A lot of members of Congress have gone to Iraq over this congressional recess. Key Republican Senator John Warner has come home saying that some troops should come out of Iraq by Christmas, if for no other reason, symbolically, to show the Iraq government we're not going to stay there forever. But then you have a Democrat Brian Baird saying, well, those demands for withdrawal seem to be making it harder for the Iraqi government to come together.
The president has gone on the offensive, giving a speech last week to the Veterans of Foreign Wars, this week to the American Legion. He's got ads out, or his allies do, saying don't withdraw.
So I think that the bottom line is, is that the Democrats will not have the votes for a change in policy that they thought maybe by now the bottom would have dropped out and they'd get some Republicans or more Republicans to come along with them. But that doesn't look likely.
MONTAGNE: Just briefly, over the weekend the Democratic Party tried to wrest control of the presidential primary calendar back from some states. What's that all about?
ROBERTS: Well, the Democrats were telling Florida, a state that's wanting to move up its presidential primary yet earlier in January, that they will take away Florida's convention delegates if they do that.

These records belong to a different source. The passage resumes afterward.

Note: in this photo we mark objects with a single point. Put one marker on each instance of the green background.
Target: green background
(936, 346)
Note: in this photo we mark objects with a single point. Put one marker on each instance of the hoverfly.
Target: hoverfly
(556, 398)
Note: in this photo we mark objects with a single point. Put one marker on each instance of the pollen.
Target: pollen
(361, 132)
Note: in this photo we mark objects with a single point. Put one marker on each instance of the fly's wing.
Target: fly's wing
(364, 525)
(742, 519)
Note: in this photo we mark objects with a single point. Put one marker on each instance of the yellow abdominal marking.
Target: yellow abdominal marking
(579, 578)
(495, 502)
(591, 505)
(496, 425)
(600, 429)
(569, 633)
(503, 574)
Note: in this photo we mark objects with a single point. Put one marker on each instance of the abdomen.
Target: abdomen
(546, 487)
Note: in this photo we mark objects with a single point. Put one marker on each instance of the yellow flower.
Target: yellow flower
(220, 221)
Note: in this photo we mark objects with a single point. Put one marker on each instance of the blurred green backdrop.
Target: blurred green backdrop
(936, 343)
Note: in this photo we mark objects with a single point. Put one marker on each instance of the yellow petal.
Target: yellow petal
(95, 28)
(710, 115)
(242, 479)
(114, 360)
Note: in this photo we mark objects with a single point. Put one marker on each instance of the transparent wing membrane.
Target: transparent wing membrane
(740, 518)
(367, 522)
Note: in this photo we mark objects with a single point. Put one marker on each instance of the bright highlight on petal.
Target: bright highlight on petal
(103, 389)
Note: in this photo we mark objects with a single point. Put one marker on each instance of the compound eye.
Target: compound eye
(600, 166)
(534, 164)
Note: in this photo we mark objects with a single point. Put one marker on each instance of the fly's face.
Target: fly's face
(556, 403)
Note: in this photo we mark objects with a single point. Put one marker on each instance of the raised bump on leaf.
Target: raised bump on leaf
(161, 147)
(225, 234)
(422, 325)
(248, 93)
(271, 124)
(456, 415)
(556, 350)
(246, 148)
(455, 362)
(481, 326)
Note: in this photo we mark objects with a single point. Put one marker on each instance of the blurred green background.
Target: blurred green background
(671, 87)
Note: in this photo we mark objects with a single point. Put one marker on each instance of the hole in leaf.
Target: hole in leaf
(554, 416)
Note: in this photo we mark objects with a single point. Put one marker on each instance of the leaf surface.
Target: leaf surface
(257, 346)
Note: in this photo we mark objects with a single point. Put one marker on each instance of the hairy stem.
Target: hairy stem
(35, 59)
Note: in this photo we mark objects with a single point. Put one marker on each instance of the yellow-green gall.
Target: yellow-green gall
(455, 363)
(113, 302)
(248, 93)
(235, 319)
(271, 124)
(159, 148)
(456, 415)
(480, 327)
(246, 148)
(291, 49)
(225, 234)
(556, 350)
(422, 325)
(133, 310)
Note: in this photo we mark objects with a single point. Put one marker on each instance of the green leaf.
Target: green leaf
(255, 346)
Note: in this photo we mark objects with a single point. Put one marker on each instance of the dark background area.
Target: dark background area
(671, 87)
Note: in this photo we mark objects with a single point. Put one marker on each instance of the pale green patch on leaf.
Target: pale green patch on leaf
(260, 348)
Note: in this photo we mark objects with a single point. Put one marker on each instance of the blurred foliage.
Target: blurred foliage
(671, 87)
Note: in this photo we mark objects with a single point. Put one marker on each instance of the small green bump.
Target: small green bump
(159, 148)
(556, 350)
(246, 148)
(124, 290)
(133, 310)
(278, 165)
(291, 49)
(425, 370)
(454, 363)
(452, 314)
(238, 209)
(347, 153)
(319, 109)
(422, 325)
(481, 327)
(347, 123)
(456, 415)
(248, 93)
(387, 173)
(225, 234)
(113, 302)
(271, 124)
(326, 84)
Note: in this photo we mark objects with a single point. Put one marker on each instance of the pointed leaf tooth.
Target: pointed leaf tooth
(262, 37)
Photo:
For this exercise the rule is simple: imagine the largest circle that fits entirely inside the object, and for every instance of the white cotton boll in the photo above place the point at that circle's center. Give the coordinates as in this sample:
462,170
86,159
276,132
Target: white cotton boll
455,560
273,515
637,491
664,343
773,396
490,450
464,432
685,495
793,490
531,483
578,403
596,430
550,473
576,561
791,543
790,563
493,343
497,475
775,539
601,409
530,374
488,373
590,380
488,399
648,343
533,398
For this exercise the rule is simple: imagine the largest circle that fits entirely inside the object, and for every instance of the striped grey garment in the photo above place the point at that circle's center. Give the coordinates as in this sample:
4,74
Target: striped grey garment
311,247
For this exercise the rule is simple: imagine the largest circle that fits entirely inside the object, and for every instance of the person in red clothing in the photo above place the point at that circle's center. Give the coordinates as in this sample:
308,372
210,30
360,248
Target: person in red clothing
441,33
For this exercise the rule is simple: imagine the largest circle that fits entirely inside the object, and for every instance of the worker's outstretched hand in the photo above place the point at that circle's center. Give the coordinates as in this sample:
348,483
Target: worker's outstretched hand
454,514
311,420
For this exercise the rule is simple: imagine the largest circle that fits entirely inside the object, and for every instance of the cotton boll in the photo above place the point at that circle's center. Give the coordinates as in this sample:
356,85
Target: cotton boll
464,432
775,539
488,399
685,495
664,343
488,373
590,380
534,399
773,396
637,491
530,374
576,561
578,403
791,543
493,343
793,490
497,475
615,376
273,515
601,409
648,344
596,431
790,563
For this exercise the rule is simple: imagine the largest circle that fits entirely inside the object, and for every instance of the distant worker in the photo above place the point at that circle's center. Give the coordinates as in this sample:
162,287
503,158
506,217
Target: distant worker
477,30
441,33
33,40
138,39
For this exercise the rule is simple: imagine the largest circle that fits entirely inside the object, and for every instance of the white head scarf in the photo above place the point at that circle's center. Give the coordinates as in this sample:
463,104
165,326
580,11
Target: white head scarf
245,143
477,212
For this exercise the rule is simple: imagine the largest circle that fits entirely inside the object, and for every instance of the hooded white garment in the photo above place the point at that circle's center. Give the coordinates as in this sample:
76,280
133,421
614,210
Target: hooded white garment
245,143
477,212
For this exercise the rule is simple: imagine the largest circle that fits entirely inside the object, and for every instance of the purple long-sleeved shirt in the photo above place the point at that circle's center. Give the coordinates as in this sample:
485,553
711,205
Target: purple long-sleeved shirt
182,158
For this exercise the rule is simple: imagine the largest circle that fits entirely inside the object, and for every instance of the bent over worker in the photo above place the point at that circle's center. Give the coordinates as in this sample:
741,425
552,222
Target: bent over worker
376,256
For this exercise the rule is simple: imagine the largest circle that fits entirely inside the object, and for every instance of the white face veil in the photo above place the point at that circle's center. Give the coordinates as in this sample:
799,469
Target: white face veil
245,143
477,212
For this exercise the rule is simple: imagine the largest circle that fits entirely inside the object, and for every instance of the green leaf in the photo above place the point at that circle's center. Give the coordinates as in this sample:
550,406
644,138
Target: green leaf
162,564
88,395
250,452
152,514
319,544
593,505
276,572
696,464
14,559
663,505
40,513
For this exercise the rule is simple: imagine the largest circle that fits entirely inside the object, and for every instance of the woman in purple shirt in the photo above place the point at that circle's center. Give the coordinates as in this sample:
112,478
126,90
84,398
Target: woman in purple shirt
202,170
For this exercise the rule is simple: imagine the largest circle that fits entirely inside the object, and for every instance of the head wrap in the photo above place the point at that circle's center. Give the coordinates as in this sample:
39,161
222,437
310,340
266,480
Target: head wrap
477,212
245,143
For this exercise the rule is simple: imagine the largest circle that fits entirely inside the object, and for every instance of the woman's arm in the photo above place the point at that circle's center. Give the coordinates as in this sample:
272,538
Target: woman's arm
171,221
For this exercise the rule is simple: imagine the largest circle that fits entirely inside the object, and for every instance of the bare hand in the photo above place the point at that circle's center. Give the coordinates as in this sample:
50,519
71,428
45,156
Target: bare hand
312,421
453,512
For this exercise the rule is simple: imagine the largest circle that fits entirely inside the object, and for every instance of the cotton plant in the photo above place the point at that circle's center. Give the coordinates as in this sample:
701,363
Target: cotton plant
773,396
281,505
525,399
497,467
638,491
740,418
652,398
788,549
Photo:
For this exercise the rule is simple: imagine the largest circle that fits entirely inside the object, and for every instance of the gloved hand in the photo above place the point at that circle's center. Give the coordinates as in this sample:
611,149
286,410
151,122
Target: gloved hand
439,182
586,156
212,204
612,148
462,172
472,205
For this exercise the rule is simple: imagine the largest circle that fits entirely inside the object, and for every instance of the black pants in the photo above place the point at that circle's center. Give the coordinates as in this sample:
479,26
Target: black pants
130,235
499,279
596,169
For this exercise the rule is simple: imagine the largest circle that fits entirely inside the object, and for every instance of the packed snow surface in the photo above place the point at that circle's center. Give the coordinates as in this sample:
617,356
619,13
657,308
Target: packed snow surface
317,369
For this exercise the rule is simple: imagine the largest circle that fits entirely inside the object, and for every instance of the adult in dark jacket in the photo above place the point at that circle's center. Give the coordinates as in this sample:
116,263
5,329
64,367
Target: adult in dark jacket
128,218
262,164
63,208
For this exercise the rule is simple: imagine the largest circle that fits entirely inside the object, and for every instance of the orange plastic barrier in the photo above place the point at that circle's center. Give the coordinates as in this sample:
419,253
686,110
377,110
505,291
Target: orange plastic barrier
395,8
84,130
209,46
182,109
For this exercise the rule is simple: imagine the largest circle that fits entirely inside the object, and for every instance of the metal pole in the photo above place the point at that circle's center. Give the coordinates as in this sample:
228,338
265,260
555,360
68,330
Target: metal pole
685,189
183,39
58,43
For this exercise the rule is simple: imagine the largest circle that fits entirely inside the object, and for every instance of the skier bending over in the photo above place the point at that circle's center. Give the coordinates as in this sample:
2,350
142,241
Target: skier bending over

Look, there is no real threat here. The convention doesn't mean anything. If Florida's choice is to have an influence on the process early versus go to the convention, which is not likely to be the choice, that they will go for the early process. It shows you how weak the parties are, essentially. And it could be the beginning of the end of the political conventions.
MONTAGNE: Cokie, thanks very much. NPR News analyst Cokie Roberts.